In 1983, he left for the Aragonese Party (PAR), of which he was president from 2000 to 2015. He served in the first eight legislatures of the Cortes of Aragon from 1983 to 2015, and was the President of the Cortes for the final four years. He was Vice President of the Government of Aragon from 1999 to 2011, in coalition with the Spanish Socialist Workers' Party (PSOE) under Marcelino Iglesias.

==Biography==
Born in Teruel, Biel is married and has one daughter. He graduated in Law, becoming a lawyer and a civil servant in the National Institute of Social Security (INSS). He began his political career during the Spanish transition to democracy as a member of the Union of the Democratic Centre (UDC), being elected as a deputy in the Constituent Cortes in 1977 and to the first Senate in 1979.

Following the UCD's collapse, Biel joined the Aragonese Party (PAR).
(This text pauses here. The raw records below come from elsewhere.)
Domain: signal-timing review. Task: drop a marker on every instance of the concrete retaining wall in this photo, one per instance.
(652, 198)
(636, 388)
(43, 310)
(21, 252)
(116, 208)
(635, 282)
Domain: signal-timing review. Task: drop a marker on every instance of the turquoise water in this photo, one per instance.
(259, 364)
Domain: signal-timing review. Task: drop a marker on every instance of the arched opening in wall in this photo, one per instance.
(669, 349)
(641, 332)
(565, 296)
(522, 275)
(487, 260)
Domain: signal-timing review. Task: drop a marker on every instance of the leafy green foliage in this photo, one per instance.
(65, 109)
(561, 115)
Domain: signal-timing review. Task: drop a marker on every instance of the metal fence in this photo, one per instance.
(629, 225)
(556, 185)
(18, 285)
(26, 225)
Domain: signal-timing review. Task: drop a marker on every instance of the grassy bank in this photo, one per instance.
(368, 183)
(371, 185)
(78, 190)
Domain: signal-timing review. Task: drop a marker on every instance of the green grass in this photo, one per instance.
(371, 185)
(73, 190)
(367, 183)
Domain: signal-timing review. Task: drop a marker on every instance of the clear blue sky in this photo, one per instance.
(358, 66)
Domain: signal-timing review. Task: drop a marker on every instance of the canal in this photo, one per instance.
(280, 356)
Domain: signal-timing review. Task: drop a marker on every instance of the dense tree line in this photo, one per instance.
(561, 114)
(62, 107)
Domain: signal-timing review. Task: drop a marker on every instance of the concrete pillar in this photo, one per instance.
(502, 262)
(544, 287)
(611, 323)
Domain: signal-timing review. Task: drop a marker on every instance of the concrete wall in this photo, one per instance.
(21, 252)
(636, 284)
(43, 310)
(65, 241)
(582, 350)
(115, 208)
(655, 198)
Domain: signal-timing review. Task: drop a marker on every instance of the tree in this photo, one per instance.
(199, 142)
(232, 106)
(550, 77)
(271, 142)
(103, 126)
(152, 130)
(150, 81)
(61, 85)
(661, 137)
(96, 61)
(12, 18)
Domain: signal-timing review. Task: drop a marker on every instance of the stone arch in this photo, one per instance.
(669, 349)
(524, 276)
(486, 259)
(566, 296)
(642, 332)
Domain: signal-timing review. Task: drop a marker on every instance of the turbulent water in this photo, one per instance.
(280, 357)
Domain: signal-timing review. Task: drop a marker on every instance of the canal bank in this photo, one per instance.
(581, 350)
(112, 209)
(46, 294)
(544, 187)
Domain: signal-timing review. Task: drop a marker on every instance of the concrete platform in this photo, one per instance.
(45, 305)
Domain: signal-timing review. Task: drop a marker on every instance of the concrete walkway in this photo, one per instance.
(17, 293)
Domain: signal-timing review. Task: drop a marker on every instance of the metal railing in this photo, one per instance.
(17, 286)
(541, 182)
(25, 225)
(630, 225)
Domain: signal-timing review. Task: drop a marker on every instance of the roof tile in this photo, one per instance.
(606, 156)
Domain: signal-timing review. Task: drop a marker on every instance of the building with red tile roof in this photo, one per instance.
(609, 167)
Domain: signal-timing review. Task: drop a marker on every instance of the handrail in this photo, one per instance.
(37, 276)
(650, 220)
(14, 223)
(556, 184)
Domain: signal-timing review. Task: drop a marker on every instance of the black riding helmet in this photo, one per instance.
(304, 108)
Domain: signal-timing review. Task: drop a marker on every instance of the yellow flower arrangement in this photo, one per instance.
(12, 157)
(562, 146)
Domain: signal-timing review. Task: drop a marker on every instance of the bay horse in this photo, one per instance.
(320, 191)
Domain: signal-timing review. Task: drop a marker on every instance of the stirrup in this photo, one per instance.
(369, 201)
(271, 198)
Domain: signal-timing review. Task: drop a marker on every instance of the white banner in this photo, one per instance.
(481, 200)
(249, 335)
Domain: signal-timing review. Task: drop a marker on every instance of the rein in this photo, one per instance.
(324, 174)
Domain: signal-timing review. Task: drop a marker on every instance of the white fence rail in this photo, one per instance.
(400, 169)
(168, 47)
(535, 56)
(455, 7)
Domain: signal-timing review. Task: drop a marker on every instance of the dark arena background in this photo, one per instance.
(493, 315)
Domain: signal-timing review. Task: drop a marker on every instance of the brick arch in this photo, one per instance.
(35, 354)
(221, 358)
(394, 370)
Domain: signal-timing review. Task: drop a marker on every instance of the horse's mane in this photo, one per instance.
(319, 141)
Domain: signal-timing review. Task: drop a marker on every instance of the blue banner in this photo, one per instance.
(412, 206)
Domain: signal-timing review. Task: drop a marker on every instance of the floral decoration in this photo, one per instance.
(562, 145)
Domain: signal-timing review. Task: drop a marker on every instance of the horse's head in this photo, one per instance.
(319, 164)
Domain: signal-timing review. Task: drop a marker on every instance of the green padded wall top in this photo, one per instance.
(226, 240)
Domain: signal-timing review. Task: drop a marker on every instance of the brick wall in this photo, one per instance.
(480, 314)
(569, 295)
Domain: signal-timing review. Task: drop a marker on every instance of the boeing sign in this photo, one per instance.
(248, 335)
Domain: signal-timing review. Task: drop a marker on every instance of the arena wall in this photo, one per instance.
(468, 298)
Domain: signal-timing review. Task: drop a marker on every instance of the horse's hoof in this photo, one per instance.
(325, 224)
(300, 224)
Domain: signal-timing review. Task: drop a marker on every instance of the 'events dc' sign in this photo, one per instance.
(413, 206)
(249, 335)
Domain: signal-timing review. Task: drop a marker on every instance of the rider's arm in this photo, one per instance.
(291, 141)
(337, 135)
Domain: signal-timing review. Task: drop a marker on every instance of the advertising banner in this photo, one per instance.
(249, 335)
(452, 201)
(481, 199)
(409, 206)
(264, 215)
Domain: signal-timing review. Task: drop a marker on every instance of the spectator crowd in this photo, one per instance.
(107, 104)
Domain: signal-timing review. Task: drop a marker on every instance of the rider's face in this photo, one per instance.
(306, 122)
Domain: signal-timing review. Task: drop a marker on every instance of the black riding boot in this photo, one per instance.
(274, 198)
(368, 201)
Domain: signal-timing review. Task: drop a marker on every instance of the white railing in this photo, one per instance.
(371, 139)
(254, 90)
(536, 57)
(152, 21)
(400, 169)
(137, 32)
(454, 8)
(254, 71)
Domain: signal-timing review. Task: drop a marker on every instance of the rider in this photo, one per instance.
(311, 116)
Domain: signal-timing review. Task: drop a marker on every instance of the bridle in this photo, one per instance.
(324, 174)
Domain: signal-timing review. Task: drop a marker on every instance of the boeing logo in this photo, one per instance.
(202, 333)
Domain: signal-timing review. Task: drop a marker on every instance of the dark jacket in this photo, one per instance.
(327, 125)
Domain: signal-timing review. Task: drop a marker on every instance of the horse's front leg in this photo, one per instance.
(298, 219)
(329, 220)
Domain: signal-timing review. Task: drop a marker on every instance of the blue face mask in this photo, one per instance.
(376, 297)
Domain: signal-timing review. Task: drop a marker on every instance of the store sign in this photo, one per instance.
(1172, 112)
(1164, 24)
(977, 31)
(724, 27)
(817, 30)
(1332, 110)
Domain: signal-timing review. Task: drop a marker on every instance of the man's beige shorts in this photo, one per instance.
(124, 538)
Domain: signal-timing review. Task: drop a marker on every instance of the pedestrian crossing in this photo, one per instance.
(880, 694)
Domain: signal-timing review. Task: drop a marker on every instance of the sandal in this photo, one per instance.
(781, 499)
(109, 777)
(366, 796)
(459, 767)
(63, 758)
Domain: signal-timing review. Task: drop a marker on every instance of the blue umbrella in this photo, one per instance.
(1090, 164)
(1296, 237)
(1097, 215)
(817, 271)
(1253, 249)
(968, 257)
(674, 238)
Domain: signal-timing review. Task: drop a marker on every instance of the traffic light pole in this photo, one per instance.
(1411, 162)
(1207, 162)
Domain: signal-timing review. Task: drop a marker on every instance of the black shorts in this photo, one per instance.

He was elected to the Cortes of Aragon in the first elections in 1983. In 1987, he became an advisor in the government of PAR president Hipólito Gómez de las Roces, retaining his position under successor Emilio Eiroa four years later. In 1995, the PAR left power as the People's Party (PP) won the election; Biel became his party's spokesman in the Cortes.

In 1999, Biel's PAR formed the Aragonese government with Marcelino Iglesias of the Spanish Socialist Workers' Party (PSOE) as president and Biel the vice president. This lasted for three legislatures until 2011, when the PP won under leader Luisa Fernanda Rudi and formed a coalition with the PAR; Biel became President of the Cortes, the speaker.

Biel retired from politics before the 2015 election. He announced his plans to retire in December 2013 and said that he would spend his retirement making model boats; he refused to endorse a successor as PAR leader, including the eventual new president Arturo Aliaga. In February 2020, he began hosting a radio show on Cadena COPE.